À 5:34 on entend et voit très distinctement les strums (grattements sur sa guitare) de Nicolas, totalement arythmiques.

 
Des Fleurs pour Salinger :

Assez peu d'éléments live là-dessus. La grosse séquence basse rapide est un ajout studio.

1:04 : Entrée d'un overdub de guitare. On serait tenté de croire que c'est Stéphane, mais cela ne correspond ni à ce qu'on voit à l'image, ni à un son live. La preuve par ailleurs : à 3:15 il s'arrête, tape dans les mains, et on entend quand même la guitare.

À la toute fin, le micro tombe...


Canary Bay :

...C'est pour cela qu'on le voit cabossé.

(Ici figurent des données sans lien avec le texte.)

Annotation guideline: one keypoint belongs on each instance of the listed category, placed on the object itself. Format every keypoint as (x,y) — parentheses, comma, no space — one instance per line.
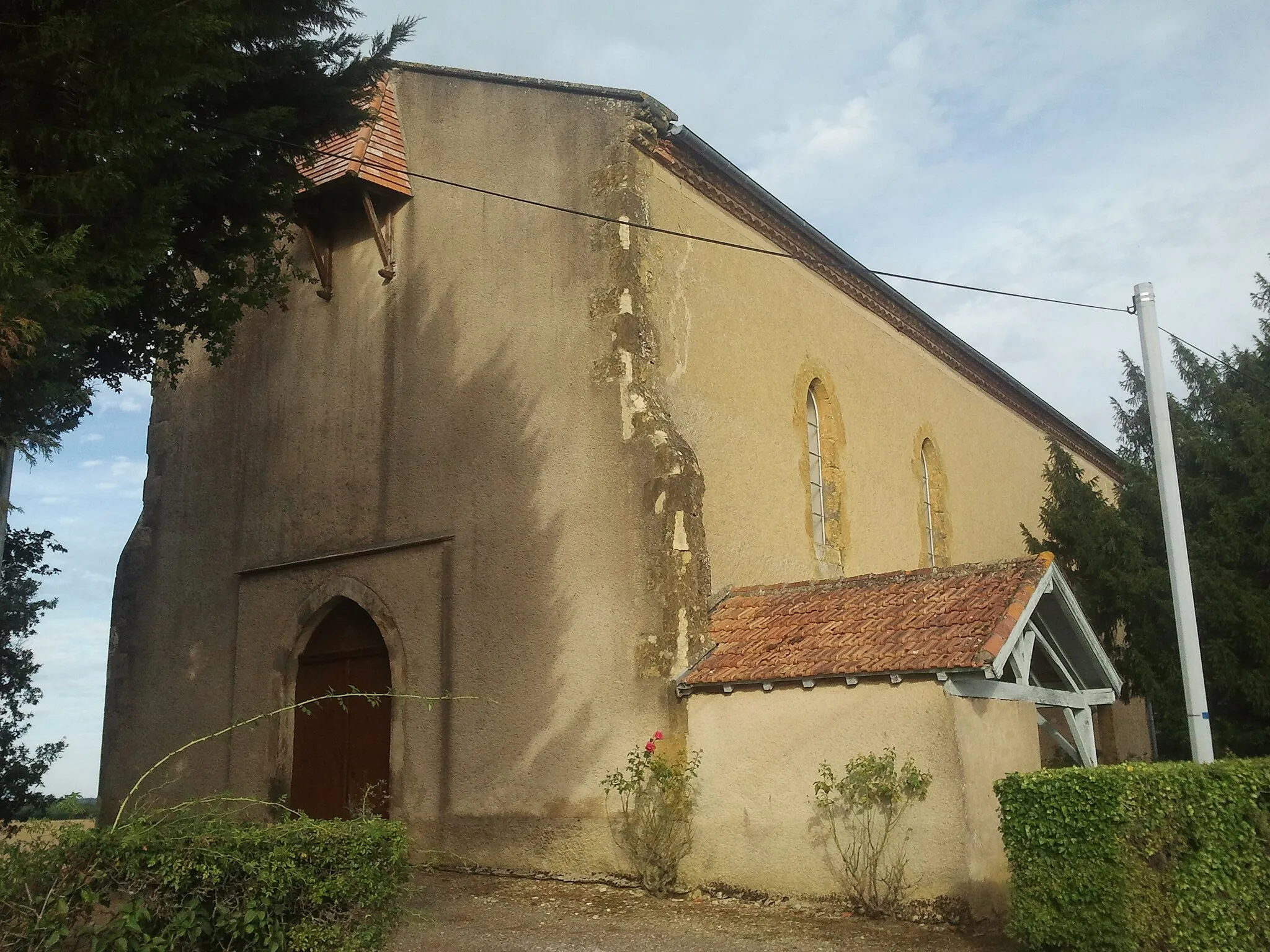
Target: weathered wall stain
(677,562)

3:00 : Nous sommes à la recherche d'un spécialiste en lecture labiale.

4:39 : "comme elles voulaient" à l'image, "quand elles voulaient" au son...

5:42 : Un moment assez commenté par ailleurs où Stéphane semble se plaindre, comme d'un problème de son. (tu m'étonnes)

6:15 : On entend les deux Nicolas au même volume.

6:28 : "vivaient" à l'image, "s'aimaient" au son.

6:38 : Le Nicolas studio chante "bay !" et le Nicolas live chante "[baaaaaaayyyyyyyyyyyyyy !]"


Monte Cristo :

"C'est l'heure où..." : on entend bien les deux Nicolas.
 
Y avait-il une blague entre les jumeaux avec "les plus voyous" ? On voit Stéphane se montrer du pouce.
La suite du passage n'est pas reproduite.